Why doesn’t my tooth hurt if my dentist says I have a cavity?

It’s not uncommon to visit your dentist and be surprised when they discover a cavity you didn’t know was there. Your tooth may not always hurt when you have a cavity. When you don’t have any pain, it might not always be easy to figure out that something is wrong. Although a cavity might not be causing you a great deal of pain, it’s possible for there to be a very real problem.

Cavities are areas that have suffered tooth decay. They might appear as tiny openings or holes in your teeth. They can be caused by a number of different things such as bacteria, snacking often, drinking a lot of sugary drinks, or missing brushings. They can also occur when the proper tooth brushing methods aren’t followed.

Signs and symptoms of a cavity

The signs that you might have a cavity depend on the location of the cavity and the extent of the decay. A cavity may not hurt your tooth right away because it might be asymptomatic as it’s just beginning to develop. As it progresses though, you might experience one of these symptoms:

  • Spontaneous toothache that happens without any apparent cause
  • Sensitivity to temperature
  • Mild or sharp pain when you eat or drink something sweet, hot, or cold
  • Visible holes or pits in your teeth
  • Pain when you bite down
  • Brown, black, or white staining on any surface of a tooth

How long does it take to notice a cavity?

The pain mentioned above usually is a good indicator that something is wrong. However, that pain may take some time to become noticeable. There are plenty of cases where tooth decay begins but doesn’t cause any discomfort for several weeks or months. At the beginning of the decay process, the enamel is the first part of the tooth to be worn down. Enamel is the outermost part of your tooth and the part which you can see. It’s possible for tooth decay to wear down the enamel without causing any noticeable pain.

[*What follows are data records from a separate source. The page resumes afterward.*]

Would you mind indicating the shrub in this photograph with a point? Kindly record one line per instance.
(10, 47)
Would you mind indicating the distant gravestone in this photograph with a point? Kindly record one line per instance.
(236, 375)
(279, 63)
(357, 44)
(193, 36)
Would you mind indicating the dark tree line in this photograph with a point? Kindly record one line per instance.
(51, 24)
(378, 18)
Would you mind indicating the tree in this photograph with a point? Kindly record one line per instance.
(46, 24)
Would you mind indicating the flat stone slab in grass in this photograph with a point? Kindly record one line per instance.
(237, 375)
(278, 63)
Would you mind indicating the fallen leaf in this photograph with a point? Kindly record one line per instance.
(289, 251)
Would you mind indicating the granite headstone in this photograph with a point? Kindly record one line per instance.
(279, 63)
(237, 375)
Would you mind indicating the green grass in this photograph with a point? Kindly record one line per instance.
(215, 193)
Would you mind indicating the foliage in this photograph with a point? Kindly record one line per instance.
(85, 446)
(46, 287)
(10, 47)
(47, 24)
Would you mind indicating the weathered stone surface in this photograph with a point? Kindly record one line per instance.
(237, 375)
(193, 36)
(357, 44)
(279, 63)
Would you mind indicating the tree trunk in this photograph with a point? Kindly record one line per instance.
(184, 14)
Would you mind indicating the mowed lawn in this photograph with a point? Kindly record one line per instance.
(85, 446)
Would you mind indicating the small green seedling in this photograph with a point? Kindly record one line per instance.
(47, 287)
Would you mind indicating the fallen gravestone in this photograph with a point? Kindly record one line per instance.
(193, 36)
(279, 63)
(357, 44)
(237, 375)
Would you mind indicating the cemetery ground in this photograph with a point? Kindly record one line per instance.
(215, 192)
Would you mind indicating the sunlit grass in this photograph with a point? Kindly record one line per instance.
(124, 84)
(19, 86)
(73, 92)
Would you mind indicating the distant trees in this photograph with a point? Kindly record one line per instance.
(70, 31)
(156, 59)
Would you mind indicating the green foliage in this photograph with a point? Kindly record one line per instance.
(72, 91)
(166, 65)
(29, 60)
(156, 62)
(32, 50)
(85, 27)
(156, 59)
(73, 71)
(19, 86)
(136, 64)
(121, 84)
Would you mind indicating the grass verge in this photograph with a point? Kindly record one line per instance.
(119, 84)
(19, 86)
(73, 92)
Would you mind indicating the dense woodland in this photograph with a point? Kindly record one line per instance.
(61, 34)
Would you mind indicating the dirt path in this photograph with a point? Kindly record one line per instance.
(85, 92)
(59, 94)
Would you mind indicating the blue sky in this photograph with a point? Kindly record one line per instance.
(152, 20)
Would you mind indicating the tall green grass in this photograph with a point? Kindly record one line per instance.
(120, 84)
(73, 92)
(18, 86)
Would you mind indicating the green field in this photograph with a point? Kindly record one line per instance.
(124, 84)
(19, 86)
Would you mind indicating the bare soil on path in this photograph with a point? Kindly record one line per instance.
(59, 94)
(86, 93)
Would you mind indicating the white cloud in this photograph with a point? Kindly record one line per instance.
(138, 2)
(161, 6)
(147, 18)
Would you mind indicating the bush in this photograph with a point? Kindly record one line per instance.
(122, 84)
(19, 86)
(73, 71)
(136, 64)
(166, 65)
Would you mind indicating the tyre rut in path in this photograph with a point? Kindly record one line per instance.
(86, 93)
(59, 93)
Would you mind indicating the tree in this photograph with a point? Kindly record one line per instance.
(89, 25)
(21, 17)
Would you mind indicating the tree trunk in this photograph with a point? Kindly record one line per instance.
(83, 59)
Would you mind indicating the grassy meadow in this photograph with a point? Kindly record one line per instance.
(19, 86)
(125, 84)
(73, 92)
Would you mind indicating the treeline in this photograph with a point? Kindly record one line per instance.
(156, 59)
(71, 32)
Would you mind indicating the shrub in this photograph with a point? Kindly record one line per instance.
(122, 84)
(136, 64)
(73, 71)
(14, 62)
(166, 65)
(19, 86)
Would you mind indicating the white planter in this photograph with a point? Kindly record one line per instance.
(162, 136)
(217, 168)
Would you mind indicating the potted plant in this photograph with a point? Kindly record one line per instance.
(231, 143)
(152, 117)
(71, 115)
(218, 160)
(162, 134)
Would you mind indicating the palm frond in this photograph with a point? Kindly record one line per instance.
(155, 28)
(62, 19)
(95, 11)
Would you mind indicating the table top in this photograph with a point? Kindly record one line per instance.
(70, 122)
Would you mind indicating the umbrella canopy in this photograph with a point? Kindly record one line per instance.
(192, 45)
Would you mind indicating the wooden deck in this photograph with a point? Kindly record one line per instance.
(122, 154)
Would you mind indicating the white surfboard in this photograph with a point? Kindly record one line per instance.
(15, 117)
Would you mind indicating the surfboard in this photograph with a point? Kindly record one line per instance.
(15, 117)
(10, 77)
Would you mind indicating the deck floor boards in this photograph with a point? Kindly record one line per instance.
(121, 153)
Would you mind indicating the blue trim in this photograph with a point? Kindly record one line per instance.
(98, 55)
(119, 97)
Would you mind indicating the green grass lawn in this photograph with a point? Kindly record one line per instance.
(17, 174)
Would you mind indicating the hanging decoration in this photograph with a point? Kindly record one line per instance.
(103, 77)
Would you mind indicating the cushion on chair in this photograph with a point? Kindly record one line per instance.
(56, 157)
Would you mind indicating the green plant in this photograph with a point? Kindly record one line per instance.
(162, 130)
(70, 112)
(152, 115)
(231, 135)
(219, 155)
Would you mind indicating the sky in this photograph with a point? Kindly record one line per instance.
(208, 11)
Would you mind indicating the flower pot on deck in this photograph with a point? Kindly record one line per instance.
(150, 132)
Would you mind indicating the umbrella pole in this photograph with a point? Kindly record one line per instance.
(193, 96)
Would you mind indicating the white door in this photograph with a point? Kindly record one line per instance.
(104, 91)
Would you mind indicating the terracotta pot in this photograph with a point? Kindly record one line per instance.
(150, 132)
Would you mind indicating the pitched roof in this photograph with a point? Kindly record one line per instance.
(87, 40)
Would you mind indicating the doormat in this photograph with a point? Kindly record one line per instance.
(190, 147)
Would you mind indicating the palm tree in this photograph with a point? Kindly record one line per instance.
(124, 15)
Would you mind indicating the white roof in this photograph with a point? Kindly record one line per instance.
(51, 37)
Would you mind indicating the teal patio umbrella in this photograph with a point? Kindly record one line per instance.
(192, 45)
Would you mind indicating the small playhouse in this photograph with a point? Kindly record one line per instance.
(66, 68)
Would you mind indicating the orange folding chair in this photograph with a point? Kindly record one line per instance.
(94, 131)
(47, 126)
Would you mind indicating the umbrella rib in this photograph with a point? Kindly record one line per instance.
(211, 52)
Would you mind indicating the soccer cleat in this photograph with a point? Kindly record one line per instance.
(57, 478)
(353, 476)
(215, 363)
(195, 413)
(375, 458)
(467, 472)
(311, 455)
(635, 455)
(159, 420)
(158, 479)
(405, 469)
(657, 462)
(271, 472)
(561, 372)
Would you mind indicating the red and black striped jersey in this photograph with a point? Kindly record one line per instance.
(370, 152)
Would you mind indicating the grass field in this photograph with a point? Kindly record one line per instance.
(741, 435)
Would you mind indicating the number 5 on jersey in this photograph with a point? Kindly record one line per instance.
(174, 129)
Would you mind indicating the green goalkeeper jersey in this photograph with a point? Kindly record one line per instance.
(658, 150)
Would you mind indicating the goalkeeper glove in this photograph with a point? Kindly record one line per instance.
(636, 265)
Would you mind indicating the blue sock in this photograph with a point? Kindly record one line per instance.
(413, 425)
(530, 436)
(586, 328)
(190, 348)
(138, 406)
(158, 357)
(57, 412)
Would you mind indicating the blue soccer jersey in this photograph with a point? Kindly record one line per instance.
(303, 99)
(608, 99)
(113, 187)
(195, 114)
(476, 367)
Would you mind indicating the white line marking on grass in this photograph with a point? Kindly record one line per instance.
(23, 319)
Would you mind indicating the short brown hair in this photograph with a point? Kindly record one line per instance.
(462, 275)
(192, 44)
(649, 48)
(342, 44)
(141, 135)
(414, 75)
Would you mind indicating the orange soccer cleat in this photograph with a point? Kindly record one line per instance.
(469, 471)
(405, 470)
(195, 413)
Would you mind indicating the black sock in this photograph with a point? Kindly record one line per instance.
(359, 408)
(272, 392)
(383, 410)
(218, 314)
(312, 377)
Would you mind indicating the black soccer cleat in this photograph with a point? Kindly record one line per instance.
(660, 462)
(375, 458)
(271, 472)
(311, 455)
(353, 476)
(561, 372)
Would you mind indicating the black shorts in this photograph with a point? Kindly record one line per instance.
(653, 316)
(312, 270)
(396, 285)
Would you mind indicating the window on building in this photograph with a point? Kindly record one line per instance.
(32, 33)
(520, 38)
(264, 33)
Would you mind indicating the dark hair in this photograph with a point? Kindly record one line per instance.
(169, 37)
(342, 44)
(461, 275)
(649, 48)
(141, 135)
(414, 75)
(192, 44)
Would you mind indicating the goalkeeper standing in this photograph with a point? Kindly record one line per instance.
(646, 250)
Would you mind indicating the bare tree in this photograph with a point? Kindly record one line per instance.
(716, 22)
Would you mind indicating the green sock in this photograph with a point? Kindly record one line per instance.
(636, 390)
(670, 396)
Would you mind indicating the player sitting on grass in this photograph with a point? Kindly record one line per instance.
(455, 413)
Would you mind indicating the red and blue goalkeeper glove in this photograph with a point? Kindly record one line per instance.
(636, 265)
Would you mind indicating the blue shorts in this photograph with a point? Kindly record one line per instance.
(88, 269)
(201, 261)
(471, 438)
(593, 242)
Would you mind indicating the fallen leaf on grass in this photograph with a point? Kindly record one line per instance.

As the decay process progresses though, the decay can reach the dentin, which is one of the inner layers of the tooth. Dentin is much softer than enamel and contains pathways to the nerve of the tooth. Once the infection from the tooth decay reaches this part of the tooth, it becomes necessary to receive a root canal to get rid of the infected pulp and receive the pain.

Although it’s possible for a cavity to progress without causing pain and discomfort, it’s important to talk to your dentist about your options for treating a cavity before it becomes more of a problem. Even without pain, damage can certainly still be done. One of the best steps to take is to ensure you’re brushing properly and often.

In short, early detection with x-rays is an important aspect of cavity diagnosis. Don’t wait until you experience pain to visit the dentist. What could be caught as a small cavity requiring a routine filling can become a much more complicated and expensive problem if it is allowed to grow.

Taking care of your oral health is the best way to prevent a cavity. We also recommend seeing your dentist regularly. Early detection of cavities and tooth decay will allow your dentist to keep your fillings small and to preserve more tooth structure and prevent you from needing a more invasive treatment.